If you are using this simple unpacking assignment then the values on the right hand side will be automatically assigned to the variables to the left according to their position in the tuple.

When you unpack values into variables the number of variables present must be exactly equal to the number of elements in the tuple, else ValueError

You can use this tuple unpacking to unpack a String into characters, unpack list into variables, unpack a generator, and unpack a dictionary as well.

The left hand side can be a list as well but is rarely used.

### \* Unpacking operator

The \* operator extends the unpacking tuple functionality to allow you to pack multiple values into a single variable as a list. For example:

```python
*a, = [1, 2]
# a = [1, 2]
```

In this example, the variable a gets stuffed two values 1 and 2 into it as a list. Notice the usage of comma there, it is required otherwise it will be a normal list assignment statement and not unpacking.

You can have as many variables as you want on the left hand side, but there can only be one starred variable. The starred variable contains all the rest of the values that are not distributed to the mandatory variable in the list, even if it has no value. If there are no element left to distribute to the starred variable, then the starred variable will just be an empty list:

```python
a, b, *c = [1, 2]
# a = 1
# b = 2
# c = []
```

### Function header with \*args and \*\*kwargs

Sometimes in Python function header you will see functions that takes in variable number of position arguments with \*, and variable number of keyword arguments with \*\*. For example:

```python
def func(required, *args, **kwargs)
```

`args` and `kwargs` are both optional, and are automatically default to `() and {}` respectively, if none are provided for the function.

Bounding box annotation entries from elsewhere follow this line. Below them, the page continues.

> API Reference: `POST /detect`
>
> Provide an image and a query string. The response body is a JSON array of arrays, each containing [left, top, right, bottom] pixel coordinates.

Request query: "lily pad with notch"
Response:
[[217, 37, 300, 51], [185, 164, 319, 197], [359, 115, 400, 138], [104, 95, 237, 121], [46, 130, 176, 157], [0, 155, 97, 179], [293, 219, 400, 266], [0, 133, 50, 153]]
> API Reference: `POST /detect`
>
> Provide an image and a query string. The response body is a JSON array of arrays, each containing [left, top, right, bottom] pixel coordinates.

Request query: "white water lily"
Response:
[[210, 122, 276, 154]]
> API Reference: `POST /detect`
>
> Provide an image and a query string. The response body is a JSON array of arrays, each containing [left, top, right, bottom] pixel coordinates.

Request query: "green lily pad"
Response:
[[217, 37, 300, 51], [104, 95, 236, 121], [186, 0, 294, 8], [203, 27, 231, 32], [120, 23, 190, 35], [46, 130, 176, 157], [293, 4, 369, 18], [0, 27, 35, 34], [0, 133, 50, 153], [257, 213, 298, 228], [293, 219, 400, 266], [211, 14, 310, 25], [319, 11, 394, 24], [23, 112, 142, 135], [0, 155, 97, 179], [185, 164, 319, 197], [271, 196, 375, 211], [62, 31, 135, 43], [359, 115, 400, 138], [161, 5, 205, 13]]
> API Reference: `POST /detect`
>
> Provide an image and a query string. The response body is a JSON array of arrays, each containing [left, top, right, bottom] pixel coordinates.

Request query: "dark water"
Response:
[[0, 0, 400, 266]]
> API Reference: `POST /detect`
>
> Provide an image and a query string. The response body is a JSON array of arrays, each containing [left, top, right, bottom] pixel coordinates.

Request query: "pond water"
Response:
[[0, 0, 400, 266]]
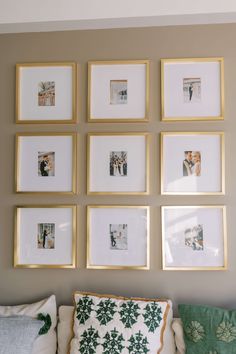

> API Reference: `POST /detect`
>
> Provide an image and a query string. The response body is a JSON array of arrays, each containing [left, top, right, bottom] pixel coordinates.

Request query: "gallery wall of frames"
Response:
[[14, 57, 227, 271]]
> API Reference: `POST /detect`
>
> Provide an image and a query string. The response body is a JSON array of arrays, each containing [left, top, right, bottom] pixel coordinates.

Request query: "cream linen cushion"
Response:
[[172, 318, 185, 354], [0, 295, 57, 354], [0, 316, 44, 354], [69, 292, 175, 354]]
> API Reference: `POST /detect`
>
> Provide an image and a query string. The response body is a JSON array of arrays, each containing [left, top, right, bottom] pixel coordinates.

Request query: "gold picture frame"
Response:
[[16, 62, 78, 124], [15, 132, 77, 194], [160, 131, 225, 195], [161, 57, 224, 122], [161, 205, 228, 271], [14, 205, 77, 268], [87, 205, 150, 270], [87, 132, 150, 195], [88, 60, 149, 123]]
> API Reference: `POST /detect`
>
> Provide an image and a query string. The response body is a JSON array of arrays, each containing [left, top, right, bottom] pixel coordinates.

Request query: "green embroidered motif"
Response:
[[143, 302, 162, 333], [96, 299, 116, 325], [76, 296, 94, 324], [79, 326, 100, 354], [127, 331, 149, 354], [119, 301, 140, 328], [37, 313, 52, 336], [102, 328, 124, 354], [185, 321, 205, 343], [216, 321, 236, 343]]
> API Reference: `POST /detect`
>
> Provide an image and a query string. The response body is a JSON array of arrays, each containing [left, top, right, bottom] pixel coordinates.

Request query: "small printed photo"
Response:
[[183, 77, 201, 103], [37, 223, 55, 249], [38, 151, 55, 177], [109, 224, 128, 250], [183, 150, 201, 176], [110, 80, 128, 104], [184, 224, 204, 251], [110, 151, 127, 177], [38, 81, 55, 106]]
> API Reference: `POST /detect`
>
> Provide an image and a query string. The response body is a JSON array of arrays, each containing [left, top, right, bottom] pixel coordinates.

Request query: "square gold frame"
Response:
[[161, 205, 228, 271], [16, 62, 78, 124], [87, 132, 150, 195], [14, 204, 77, 269], [15, 132, 77, 195], [87, 205, 150, 270], [160, 131, 225, 195], [87, 60, 150, 123], [161, 57, 225, 122]]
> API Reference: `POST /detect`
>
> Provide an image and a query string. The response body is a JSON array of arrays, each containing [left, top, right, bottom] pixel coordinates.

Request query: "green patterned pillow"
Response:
[[70, 292, 170, 354], [179, 305, 236, 354]]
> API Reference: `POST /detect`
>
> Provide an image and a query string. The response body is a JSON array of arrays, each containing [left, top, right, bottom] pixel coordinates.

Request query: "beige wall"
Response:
[[0, 25, 236, 307]]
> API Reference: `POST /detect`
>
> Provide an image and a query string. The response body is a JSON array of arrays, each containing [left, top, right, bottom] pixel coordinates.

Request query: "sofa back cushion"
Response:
[[179, 305, 236, 354]]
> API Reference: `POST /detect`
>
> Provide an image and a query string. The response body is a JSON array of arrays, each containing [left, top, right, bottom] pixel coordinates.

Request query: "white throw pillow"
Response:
[[172, 318, 185, 354], [69, 292, 175, 354], [0, 295, 57, 354]]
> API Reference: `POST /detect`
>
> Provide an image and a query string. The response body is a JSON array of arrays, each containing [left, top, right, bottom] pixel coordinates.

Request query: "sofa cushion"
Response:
[[0, 316, 44, 354], [179, 305, 236, 354], [57, 305, 74, 354], [70, 292, 175, 354], [0, 295, 57, 354], [172, 318, 185, 354]]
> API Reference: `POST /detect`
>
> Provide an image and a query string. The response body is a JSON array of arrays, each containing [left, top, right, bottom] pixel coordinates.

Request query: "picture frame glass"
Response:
[[162, 207, 226, 268], [17, 64, 75, 123], [88, 207, 149, 268], [89, 61, 148, 121], [89, 134, 147, 193], [16, 207, 74, 266], [17, 134, 74, 192], [162, 133, 223, 194], [162, 59, 223, 120]]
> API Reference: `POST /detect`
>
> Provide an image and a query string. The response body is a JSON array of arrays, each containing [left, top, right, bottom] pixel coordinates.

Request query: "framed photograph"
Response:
[[88, 60, 149, 123], [162, 205, 227, 270], [14, 205, 76, 268], [161, 58, 224, 121], [87, 205, 149, 269], [16, 63, 77, 124], [161, 132, 225, 195], [16, 133, 76, 194], [87, 133, 149, 195]]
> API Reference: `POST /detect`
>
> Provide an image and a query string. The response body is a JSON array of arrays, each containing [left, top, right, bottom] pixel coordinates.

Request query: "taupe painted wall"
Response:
[[0, 24, 236, 307]]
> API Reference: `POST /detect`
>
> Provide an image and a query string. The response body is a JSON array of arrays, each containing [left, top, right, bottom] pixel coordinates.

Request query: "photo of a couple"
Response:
[[38, 151, 55, 177], [183, 151, 201, 176], [110, 151, 127, 177], [38, 223, 55, 249], [184, 225, 204, 251]]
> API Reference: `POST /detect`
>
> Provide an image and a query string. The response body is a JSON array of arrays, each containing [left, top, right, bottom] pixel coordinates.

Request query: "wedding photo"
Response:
[[38, 81, 55, 106], [38, 223, 55, 249], [183, 150, 201, 176], [38, 151, 55, 177], [110, 151, 127, 177], [184, 225, 204, 251], [109, 224, 128, 250], [110, 80, 128, 104], [183, 77, 201, 103]]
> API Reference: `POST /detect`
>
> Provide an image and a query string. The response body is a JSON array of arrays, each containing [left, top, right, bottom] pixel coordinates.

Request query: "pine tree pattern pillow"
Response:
[[70, 292, 170, 354]]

Calling the function above would be like so:

```python
func("hello", 1, 2, 3, site="hi", oh="lord")
# required = "hello"
# args = (1, 2, 3)
# kwargs = {"site": "hi", "oh": "lord"}
```

##### Side note on method headers

1. Variables without default value must be before those that have default values  
    ```
    def test_func(a=10, b, *args, **kwargs)
    ```
    
    Is not valid Python function
2. `*args` must be fore `**kwargs`. They cannot switch, otherwise, invalid Python syntax
3. Follow the structure of `func`, don't try to put position arguments after `*args`.